A distribution describes how often values appear: for numbers, where most points cluster and how spread out they are; for categories, which labels dominate.
Center and spread
- Mean — average; sensitive to extreme values
- Median — middle value; robust when data are skewed
- Standard deviation — typical distance from the mean
- Quantiles — cut points (25th, 50th, 75th percentiles)
Revenue and session counts are often right-skewed: a few large values pull the mean above the median.
Shapes you will see
- Symmetric — mean ≈ median (e.g. measurement noise)
- Right-skewed — long tail of large values (income, clicks)
- Bimodal — two peaks (two customer segments mixed)

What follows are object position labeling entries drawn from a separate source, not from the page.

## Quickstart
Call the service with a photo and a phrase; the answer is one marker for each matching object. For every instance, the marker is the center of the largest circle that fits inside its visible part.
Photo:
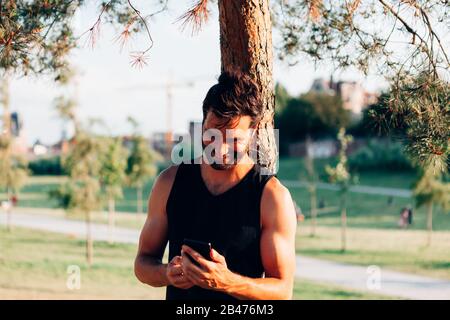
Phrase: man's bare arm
(277, 243)
(148, 265)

Choosing mean vs median for reporting depends on shape and audience—not habit.
Categorical distributions
Bar charts of counts show category frequency. Watch class imbalance: 99% negatives makes accuracy misleading for fraud detection.
Stdlib preview
import statistics
values = [2, 3, 3, 7, 9, 11, 100]
print('mean:', round(statistics.mean(values), 2))

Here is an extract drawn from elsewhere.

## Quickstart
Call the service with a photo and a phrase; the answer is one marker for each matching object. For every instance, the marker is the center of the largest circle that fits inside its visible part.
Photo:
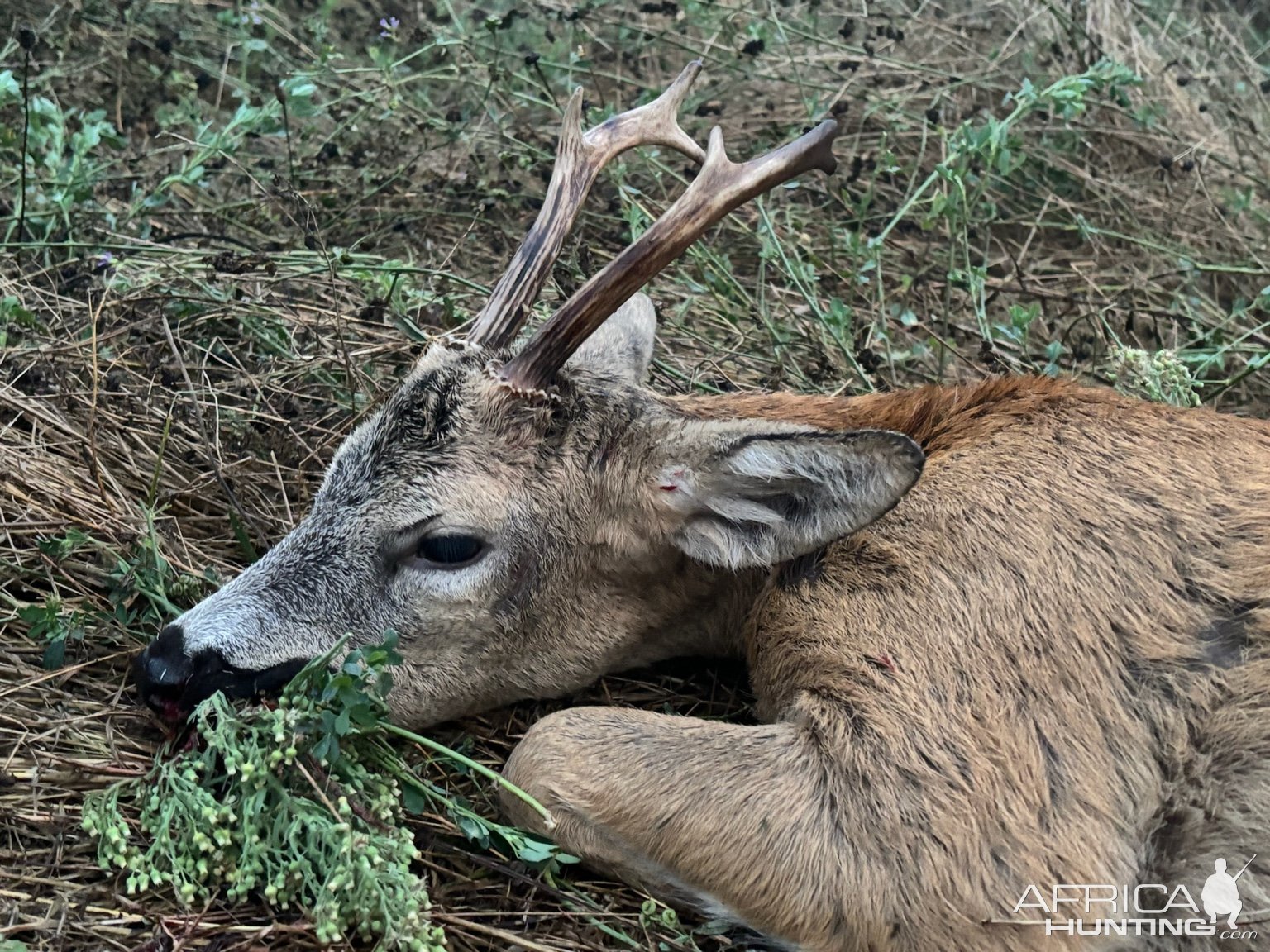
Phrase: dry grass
(168, 412)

print('median:', statistics.median(values))Install NumPy locally for histograms and vectorized stats on large arrays.
Important interview questions and answers
- Q: Mean vs median when skewed?
A: Prefer median for skewed money or latency metrics; mean can mislead executives. - Q: What is class imbalance?

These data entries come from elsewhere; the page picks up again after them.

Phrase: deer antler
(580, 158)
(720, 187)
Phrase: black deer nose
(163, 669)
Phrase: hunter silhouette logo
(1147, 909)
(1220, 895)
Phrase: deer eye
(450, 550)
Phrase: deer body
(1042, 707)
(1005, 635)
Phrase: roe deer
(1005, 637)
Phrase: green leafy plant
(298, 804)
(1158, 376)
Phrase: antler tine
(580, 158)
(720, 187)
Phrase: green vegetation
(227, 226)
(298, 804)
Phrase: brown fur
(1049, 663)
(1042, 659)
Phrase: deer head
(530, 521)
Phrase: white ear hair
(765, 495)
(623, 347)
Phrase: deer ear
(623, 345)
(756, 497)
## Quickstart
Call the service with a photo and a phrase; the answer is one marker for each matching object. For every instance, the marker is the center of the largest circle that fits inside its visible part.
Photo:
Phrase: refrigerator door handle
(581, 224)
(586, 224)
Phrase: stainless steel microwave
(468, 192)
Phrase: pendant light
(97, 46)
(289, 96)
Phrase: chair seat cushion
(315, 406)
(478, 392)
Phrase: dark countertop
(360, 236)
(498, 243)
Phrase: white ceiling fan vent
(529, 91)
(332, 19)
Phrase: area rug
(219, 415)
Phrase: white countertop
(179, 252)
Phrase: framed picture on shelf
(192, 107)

A: One label dominates the dataset—models may predict the majority class always.
Self-check
- When is median more informative than mean?
- What does right-skew mean?
- Why does class imbalance affect accuracy?
Tip: Plot histograms locally with matplotlib after this track.
Interview prep
- Skew?
Asymmetric tail—mean pulled toward extreme values.
- Histogram?
Bin counts show shape of numeric variable.